Court holds the record for grand slam singles titles with 24, one ahead of Williams. But it is Williams who is usually described as the greatest player of all time.
The Australian played mostly in the amateur era, but she believes life on tour is easier now.
“I would love to have played in this era. I think it’s so much easier,” Court told the Daily Telegraph in an article published on Monday. “How I would love to have taken family or friends along with me. But I couldn’t. I had to go on my own or with the national team. People don’t see all that.
“We didn’t have psychologists or coaches with us. It’s a whole different world. That’s what disappoints me – that players today don’t honour the past of the game.”
Williams has not issued a definitive statement on her retirement, saying instead that she is “evolving” away from the game, in part because she wants to become a mother again. The 40-year-old was pregnant with her daughter, Olympia, when she won her last grand slam title at the Australian Open in 2017. Court said her titles had been won in a shorter period than Williams and while she became a mother of two.
“Serena has played seven years more than I did,” Court said. “I finished in my early 30s. People forget that I took two years out. I first retired … when I was 25, thinking I would never return to tennis. I got married, had a baby, but then had one of my best years, winning 24 out of 25 tournaments.”
The 80-year-old added: “I came back after two babies. After having the first baby, I won three out of the four slams … Serena hasn’t won a slam since [she gave birth].”

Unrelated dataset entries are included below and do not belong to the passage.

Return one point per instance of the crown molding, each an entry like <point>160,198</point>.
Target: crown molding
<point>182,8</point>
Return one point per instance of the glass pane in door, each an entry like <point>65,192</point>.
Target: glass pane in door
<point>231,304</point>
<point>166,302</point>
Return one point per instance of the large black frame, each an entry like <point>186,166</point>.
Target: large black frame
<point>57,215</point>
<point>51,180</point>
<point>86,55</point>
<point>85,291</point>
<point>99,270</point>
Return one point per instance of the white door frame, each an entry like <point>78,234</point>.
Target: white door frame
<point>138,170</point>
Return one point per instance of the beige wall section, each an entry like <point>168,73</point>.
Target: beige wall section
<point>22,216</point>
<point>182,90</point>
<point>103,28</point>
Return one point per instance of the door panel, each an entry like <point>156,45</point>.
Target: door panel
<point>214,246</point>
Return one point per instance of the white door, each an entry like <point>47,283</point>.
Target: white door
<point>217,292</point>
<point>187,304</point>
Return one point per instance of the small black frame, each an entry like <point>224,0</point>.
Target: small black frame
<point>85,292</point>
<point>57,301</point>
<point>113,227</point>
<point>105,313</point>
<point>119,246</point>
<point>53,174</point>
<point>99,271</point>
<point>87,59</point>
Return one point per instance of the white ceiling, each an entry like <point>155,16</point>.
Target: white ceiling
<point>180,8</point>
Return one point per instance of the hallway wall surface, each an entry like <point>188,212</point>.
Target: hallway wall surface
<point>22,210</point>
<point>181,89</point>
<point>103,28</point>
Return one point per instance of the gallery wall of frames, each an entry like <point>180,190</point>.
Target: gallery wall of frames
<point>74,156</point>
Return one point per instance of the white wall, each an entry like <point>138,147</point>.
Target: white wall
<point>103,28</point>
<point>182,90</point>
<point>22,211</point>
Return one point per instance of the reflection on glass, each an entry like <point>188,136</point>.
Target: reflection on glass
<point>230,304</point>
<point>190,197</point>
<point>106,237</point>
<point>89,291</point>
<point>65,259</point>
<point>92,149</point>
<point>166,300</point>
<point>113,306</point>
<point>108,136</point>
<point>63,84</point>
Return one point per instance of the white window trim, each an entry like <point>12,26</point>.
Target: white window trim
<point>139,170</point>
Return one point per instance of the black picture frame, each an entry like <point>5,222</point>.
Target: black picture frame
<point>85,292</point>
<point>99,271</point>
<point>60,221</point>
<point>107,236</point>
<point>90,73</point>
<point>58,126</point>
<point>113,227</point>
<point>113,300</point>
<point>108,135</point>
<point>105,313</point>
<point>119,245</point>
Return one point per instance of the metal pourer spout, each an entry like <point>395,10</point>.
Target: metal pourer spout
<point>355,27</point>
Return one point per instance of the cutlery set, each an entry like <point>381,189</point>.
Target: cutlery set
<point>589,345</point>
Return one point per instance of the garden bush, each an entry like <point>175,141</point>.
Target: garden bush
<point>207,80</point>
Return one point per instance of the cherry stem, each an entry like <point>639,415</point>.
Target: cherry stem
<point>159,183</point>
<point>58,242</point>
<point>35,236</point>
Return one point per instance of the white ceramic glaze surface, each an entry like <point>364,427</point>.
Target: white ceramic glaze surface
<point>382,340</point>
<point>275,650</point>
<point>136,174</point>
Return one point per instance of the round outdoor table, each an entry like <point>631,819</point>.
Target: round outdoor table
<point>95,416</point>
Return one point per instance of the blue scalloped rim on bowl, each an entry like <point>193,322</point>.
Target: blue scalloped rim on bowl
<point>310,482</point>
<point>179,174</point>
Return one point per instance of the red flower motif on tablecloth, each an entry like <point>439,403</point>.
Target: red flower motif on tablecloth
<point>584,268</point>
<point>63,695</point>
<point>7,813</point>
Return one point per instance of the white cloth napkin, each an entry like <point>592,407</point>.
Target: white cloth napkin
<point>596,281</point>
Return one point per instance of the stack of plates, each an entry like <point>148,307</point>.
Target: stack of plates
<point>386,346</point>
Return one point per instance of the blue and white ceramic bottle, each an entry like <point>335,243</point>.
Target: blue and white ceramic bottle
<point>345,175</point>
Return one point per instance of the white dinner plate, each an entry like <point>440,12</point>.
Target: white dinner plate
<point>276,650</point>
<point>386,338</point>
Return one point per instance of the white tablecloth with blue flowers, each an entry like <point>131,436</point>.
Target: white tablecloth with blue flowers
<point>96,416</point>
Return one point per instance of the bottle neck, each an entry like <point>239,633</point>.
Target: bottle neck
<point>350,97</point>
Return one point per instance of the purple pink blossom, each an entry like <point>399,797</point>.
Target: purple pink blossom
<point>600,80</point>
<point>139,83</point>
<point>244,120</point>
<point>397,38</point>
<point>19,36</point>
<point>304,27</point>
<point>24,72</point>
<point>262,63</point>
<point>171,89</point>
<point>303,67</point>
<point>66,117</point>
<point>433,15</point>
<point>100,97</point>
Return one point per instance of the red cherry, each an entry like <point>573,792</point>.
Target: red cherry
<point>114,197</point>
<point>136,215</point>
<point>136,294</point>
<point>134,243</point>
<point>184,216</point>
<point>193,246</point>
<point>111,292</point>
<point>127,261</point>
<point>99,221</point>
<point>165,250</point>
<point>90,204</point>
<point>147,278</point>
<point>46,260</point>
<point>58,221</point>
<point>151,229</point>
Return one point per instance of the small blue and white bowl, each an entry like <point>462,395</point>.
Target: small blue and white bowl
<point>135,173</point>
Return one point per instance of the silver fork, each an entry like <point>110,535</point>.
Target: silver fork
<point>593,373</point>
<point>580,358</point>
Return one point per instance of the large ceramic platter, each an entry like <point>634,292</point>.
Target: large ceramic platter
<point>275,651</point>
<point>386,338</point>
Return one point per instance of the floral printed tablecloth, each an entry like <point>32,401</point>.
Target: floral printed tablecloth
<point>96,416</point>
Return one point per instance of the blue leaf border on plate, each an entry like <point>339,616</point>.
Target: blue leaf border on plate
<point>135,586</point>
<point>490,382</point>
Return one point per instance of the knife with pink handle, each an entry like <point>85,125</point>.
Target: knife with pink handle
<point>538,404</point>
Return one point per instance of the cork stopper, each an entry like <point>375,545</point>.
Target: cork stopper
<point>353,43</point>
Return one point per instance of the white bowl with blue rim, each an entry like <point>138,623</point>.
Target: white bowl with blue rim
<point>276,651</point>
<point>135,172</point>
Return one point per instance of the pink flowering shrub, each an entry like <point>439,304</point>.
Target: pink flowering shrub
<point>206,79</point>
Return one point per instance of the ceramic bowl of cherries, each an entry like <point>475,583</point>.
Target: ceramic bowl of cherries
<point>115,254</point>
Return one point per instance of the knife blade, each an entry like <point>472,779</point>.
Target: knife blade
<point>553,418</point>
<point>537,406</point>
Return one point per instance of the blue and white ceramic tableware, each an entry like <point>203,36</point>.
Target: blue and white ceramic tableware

Court won her majors between 1960 and 1973, when fewer players made the journey to the Australian Open (there were just two non-Australians in the draw when she won her first home grand slam) . But she denied that made her 11 Australian Open titles (Williams has seven) less valuable.
“I often hear Billie Jean [King] saying that people didn’t come down to Australia in my early years,” Court said. “But Maria Bueno, the world No 1, came down. So did Christine Truman, Ann Haydon, Darlene Hard. Plus, Australia had some wonderful players. We had five girls in the top 10. Lesley Bowrey won two French Opens.”
Court has been a vocal critic of same sex marriage, which she believes has led to her being forgotten when the greats of tennis are talked about.
“A lot of the press and television today, particularly in tennis, don’t want to mention my name,” she said. “The honour has not been there for what I did do. In my own nation, I have been given titles, but they would still rather not mention me.”
Despite her criticisms of Williams, Court said she had enjoyed watching her play.
“Serena, I’ve admired her as a player,” she said. “But I don’t think she has ever admired me.”